We have heard concerns about malicious hacking of data and inappropriate information being made publicly available. In this short piece we will try to address the second concern by showing that data can still be made useful without publishing it online.
Making data public online is an excellent way to unlock its potential – anyone can use it and recombine it with their own information. This can be a boon to researchers, business and the government, but the flip-slide of these benefits is the risk that anyone can misuse the data by attempting to identify individuals.
Data custodians seem to be faced with a challenge. Do they lock data safely away, meaning it can’t be used to improve lives; or do they take a chance and release it? Neither seems to be a satisfactory response.
The situation is further complicated by language, for example the word ‘de-identified’ means different things to different people. It also comes loaded with implications: de-identified data is safe for release while identifiable data needs to be kept under lock and key. Some roundtable participants have noted that both technically and legally it’s very difficult to establish whether data has been properly de-identified so that it can’t be re-identified.

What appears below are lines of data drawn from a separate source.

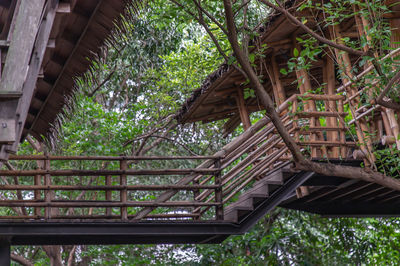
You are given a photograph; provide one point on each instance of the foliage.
(144, 77)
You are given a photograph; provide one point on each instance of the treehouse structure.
(45, 45)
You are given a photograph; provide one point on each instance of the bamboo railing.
(112, 193)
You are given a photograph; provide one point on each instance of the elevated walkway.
(112, 200)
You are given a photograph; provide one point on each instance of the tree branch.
(255, 82)
(210, 16)
(21, 260)
(310, 31)
(389, 104)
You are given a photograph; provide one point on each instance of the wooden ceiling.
(79, 30)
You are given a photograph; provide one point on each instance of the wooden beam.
(243, 112)
(21, 45)
(59, 78)
(34, 68)
(277, 84)
(27, 19)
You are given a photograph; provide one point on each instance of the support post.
(108, 195)
(27, 19)
(244, 113)
(5, 253)
(219, 210)
(124, 192)
(47, 193)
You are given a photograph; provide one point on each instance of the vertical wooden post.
(5, 252)
(309, 105)
(47, 194)
(219, 210)
(37, 196)
(124, 192)
(196, 193)
(243, 112)
(394, 42)
(295, 124)
(279, 90)
(342, 134)
(361, 127)
(330, 106)
(27, 19)
(108, 195)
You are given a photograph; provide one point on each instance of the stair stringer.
(274, 199)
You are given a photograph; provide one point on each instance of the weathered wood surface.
(21, 45)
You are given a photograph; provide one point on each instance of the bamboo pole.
(344, 62)
(124, 192)
(243, 112)
(279, 90)
(74, 172)
(108, 158)
(330, 106)
(47, 194)
(108, 194)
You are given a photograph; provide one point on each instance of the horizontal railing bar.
(321, 97)
(108, 172)
(319, 114)
(102, 188)
(108, 158)
(102, 204)
(95, 217)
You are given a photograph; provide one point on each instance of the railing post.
(219, 210)
(196, 193)
(108, 195)
(124, 192)
(37, 196)
(47, 193)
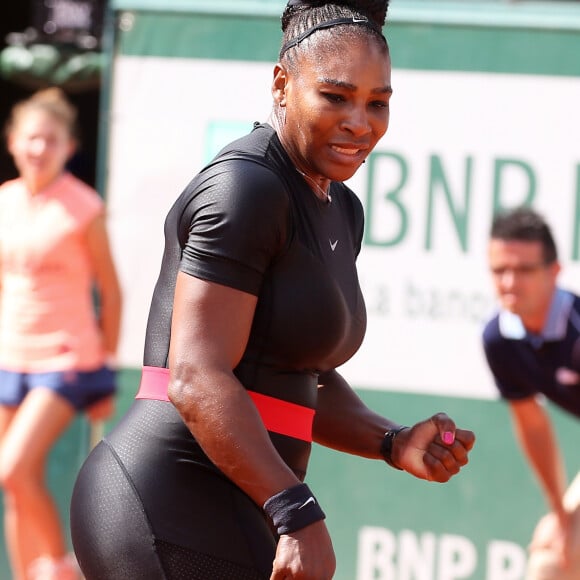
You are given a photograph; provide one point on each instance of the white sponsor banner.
(459, 144)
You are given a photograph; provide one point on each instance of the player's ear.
(279, 84)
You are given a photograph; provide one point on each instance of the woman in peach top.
(55, 352)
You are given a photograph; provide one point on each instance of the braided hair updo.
(304, 20)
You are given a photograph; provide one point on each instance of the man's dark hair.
(523, 224)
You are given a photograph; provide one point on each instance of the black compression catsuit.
(148, 503)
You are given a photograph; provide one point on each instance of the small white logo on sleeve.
(567, 376)
(309, 500)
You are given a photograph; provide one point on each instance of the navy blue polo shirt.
(524, 364)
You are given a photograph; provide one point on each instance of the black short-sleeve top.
(249, 221)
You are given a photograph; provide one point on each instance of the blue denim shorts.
(80, 389)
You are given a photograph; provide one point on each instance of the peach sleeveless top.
(47, 317)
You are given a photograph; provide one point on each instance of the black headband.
(363, 20)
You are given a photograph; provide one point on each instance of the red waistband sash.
(278, 416)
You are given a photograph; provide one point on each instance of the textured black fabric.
(183, 564)
(111, 536)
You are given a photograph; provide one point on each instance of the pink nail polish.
(448, 438)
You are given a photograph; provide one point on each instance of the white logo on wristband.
(309, 500)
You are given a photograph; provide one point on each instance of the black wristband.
(387, 445)
(293, 508)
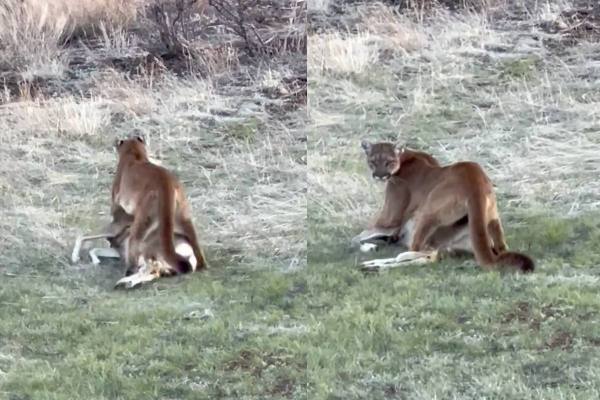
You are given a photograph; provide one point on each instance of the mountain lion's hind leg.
(497, 235)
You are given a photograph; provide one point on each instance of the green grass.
(227, 333)
(476, 87)
(451, 330)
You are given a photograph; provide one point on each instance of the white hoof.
(368, 247)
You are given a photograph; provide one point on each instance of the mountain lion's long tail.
(481, 241)
(166, 210)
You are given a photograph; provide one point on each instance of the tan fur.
(156, 200)
(442, 202)
(150, 242)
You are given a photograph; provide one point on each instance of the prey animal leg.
(402, 259)
(79, 241)
(104, 252)
(147, 272)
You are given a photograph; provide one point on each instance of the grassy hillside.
(513, 87)
(225, 114)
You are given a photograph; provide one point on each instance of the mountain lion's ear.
(365, 145)
(398, 150)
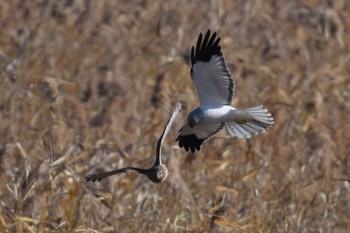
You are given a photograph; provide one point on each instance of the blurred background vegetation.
(88, 86)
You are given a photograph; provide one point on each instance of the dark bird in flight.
(158, 172)
(216, 88)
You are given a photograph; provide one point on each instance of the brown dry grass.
(92, 89)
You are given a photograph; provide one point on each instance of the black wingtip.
(190, 142)
(206, 48)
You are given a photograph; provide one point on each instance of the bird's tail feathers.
(257, 120)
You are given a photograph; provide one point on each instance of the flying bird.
(216, 88)
(158, 172)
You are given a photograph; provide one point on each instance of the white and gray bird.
(158, 172)
(216, 88)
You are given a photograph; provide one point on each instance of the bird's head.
(157, 173)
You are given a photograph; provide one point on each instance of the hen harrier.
(158, 172)
(215, 87)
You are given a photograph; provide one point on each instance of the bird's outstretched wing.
(193, 138)
(210, 75)
(177, 109)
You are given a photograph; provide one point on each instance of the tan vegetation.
(88, 86)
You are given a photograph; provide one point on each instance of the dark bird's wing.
(193, 138)
(210, 75)
(177, 109)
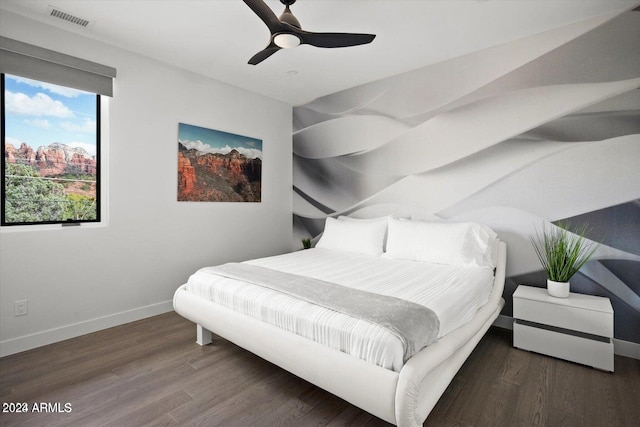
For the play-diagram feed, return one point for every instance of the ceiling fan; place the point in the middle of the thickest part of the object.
(286, 32)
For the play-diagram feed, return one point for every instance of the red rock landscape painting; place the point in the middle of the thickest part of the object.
(217, 166)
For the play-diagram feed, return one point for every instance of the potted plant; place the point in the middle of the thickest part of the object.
(306, 243)
(562, 253)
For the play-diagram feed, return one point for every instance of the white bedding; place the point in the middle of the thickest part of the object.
(453, 293)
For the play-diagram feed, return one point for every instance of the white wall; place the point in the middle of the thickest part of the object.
(81, 279)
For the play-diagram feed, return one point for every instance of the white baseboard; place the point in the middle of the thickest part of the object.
(50, 336)
(620, 347)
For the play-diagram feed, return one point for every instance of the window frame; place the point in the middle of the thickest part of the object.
(98, 158)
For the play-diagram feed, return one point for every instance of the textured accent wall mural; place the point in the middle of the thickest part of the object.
(546, 128)
(217, 166)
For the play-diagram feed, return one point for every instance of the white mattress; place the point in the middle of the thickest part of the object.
(453, 293)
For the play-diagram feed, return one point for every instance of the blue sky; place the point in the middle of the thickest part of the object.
(40, 114)
(215, 141)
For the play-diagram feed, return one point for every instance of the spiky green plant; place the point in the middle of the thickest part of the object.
(561, 252)
(306, 243)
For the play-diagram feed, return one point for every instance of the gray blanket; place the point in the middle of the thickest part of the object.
(415, 325)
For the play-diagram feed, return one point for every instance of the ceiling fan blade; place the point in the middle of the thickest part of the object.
(265, 13)
(334, 39)
(264, 54)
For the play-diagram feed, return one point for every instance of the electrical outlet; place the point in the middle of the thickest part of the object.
(21, 308)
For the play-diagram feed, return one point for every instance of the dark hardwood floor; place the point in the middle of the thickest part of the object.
(151, 373)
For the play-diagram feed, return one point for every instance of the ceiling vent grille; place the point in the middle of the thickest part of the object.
(57, 13)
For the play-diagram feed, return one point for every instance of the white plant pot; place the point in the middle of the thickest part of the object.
(558, 289)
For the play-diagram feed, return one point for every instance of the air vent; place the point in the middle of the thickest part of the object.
(57, 13)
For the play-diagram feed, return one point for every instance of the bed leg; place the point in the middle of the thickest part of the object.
(203, 335)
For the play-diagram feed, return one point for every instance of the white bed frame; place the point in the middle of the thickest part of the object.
(402, 398)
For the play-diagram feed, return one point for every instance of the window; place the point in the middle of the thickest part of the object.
(51, 146)
(50, 135)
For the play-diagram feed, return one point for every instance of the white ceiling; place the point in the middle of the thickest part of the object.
(216, 38)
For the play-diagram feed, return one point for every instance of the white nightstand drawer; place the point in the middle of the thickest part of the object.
(583, 313)
(578, 328)
(568, 347)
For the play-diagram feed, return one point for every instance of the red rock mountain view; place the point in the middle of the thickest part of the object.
(57, 160)
(216, 177)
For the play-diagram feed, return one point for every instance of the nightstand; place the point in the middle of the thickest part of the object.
(578, 328)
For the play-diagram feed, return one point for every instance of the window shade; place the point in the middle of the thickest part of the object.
(26, 60)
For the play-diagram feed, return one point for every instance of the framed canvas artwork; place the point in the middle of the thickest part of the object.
(217, 166)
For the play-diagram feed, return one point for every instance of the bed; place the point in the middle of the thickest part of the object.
(455, 271)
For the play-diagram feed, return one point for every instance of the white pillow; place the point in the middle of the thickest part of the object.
(383, 220)
(362, 237)
(461, 244)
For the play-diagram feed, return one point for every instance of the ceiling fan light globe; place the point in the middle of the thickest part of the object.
(286, 40)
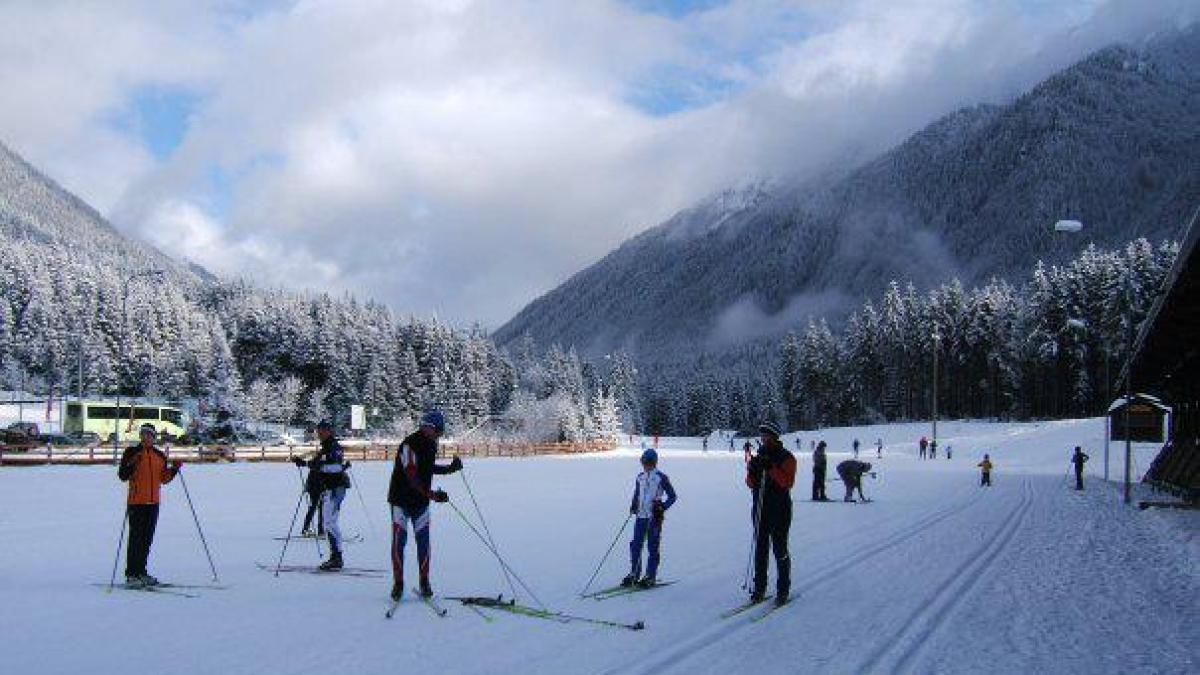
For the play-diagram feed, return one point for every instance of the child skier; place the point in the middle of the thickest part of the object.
(985, 471)
(649, 506)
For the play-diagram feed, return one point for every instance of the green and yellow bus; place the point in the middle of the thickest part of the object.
(102, 417)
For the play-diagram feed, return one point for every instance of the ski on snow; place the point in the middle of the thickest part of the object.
(617, 591)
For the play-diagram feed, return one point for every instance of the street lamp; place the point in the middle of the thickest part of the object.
(125, 299)
(937, 344)
(1074, 226)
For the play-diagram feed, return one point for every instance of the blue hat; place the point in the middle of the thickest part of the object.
(436, 419)
(769, 428)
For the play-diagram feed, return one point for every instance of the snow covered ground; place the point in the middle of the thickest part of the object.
(936, 575)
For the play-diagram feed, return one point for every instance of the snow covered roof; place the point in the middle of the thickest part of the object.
(1140, 399)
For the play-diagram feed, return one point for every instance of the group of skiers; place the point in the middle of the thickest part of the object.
(769, 475)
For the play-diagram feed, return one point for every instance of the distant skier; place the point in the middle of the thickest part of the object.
(851, 473)
(1079, 459)
(653, 495)
(819, 473)
(147, 470)
(312, 487)
(409, 495)
(771, 475)
(330, 465)
(985, 471)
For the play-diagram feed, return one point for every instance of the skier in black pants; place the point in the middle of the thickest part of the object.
(330, 466)
(771, 475)
(312, 488)
(851, 472)
(819, 471)
(1079, 459)
(409, 495)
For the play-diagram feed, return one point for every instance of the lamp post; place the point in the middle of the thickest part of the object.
(937, 344)
(125, 299)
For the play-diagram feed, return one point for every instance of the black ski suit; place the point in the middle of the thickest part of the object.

If data is published online, then the only control we have is on the data itself – we can aggregate it, remove detail or deliberately change some details to protect peoples’ identities. But we have no control over how it is used or by whom. Once data is published online, it’s effectively out there forever, so we need to be very careful. The Australian Bureau of Statistics (ABS) has developed world-leading skills in safely publishing data, but they are still limited in what they can release this way. Very detailed information poses too much risk to privacy if it is available to a large number of people.
The good news is that we don’t need to operate in this simple lock-it-up vs. set-it-free (de-identified vs. identifiable, or open vs. closed) paradigm. Increasingly, governments and businesses are finding ways to share data in a safe and controlled manner. The five Data Sharing Principles provide a practical way of getting this done by asking us to consider the:
- Project - the purpose for sharing data;
- Data - the level of detail in the data;
- Settings - the environment in which the data will be used;
- People - who is accessing the data; and
- Outputs - what results can be made public.
Applying the Data Sharing Principles
Some researchers need access to more detailed information than can safely be released online.
Rather than changing aspects of the data so that entities can’t be identified (Data Principle), agencies can look holistically across the five Data Sharing Principles to ensure the data is safe.
Additional protections that could be put in place include:
- placing controls on which researchers have access to the data (People Principle)
- being very precise about how and for what purposes researchers can use the data (Project Principle)
- specifying what gets released following the research (Outputs Principle)
- keeping the environment safe – for example using a secure data laboratory such as the Secure Unified Research Environment or the ABS DataLab (Settings Principle).
New approaches are also being developed which mean that researchers can work with the data without needing to see it. The Confidential Computing approach of Data61, and Senate Platform of Data Republic, are good examples of this approach. While some researchers will always need to work directly with the data, there are many applications where data models can be built and maintained using new approaches.
One of the aims of the Office of the National Data Commissioner is to build trust in how the government manages its data. People and businesses want credible assurances that government can manage their data competently. By moving beyond the simple open vs. closed data approach, we can take a step towards making the most of government data and building community trust.
The Data Sharing Principles provide a tool that all government agencies can use to complement their existing legislative data protections. When the new Data Sharing and Release legislation commences, the Data Sharing Principles will be enshrined as one of the key protections under that legislation.